Stanęła naprzeciw blondyna i chwycila mocniej swój seraficki sztylet.
-Miłej zabawy- powiedział Hodge i klasnął w dłonie na znak startu. Obie pary od razu zaczęły walczyć. Alice z trudem oddawala ciosy chłopaka. Była już wykończona ale wiedziała ze nie może sie poddac. Nagle w jakiś sposób znalazła się na macie. Instynktownie kopnela chłopaka w kostki a ten upadł obok niej.
-Nieźle- uśmiechnął się do niej i szybko wstał po czym podał jej rękę i pomógł wstać.
-Dzięki- odpowiedziała i od razu zaczęła atakować. Zaskoczony chłopak po chwili był już bez broni, która leżała kilka metrów za nim.
-Hej Alice... ja nie mam broni.
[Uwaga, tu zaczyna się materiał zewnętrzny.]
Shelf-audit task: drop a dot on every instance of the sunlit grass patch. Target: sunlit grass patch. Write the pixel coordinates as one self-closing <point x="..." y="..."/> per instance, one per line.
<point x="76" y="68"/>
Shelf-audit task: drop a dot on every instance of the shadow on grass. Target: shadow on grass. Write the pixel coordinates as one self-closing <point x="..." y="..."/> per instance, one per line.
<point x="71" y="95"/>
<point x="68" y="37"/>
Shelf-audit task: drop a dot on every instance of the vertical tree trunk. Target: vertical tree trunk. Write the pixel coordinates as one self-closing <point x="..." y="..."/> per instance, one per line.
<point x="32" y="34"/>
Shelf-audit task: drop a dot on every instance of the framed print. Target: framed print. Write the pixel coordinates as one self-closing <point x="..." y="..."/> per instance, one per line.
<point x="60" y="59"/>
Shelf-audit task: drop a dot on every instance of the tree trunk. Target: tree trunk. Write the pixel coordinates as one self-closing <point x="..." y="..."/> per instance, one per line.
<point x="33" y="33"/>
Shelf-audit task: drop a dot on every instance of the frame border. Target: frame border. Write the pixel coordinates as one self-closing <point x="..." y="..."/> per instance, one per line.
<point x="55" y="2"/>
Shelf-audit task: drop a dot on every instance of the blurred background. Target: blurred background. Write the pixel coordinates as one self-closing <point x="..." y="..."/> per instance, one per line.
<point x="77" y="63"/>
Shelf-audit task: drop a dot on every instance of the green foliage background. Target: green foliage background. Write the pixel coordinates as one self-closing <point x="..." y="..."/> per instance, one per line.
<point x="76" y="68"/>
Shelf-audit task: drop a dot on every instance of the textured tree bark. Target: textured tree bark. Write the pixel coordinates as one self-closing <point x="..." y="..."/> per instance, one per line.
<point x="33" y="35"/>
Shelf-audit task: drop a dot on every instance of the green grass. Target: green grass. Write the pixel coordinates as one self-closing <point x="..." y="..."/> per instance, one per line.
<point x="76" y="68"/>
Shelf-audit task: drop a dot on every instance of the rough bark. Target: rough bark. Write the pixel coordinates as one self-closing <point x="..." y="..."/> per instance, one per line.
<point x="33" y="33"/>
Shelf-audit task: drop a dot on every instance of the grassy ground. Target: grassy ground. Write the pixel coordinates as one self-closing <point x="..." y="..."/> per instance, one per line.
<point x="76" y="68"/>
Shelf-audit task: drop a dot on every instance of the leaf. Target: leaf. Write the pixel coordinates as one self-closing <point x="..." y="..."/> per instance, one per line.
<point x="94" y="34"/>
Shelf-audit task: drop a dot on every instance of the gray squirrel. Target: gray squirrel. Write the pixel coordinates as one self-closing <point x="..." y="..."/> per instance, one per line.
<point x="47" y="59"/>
Odłóż swoją - puścił do niej oczko a ta zacisnela dłonie mocniej na rękojeści sztyletu.
-Demony nie będą miały litości kiedy stracisz broń- oznajmiła zadowolona dokładnie powtarzając jego słowa z poprzedniego treningu.
-Ah tak? No dobra... To jedziesz malina- powiedział z szyderczym usmieszkiem i zaatakował dziewczyne. Po chwili i ona straciła broń więc walczyli tylko rękoma i nogami. Blondynka kopnela chłopaka na wysokości barku niemal robiąc szpagat ale ten zrobił unik i złapał ją za drugą nogę. W odruchu dziewczyna chwycila się chłopaka żeby nie upaść. Obie dłonie skierowała na jego rękę i po chwili z całej siły przerzucila go nad sobą prosto na materac. Blondyn leżał teraz przed nią a ona z uśmiechem na twarzy stała nad nim.
-Dobra kończymy. Możecie iść pod prysznic bo nie ubliżając wam trochę od was jedzie- zaśmiał się Hodge i niemal równo z Harry'm i Clary wyszedł z sali. Jace chwycił Alice w kolanach i pociągnął na dół. Wylądowała okrakiem nad nim.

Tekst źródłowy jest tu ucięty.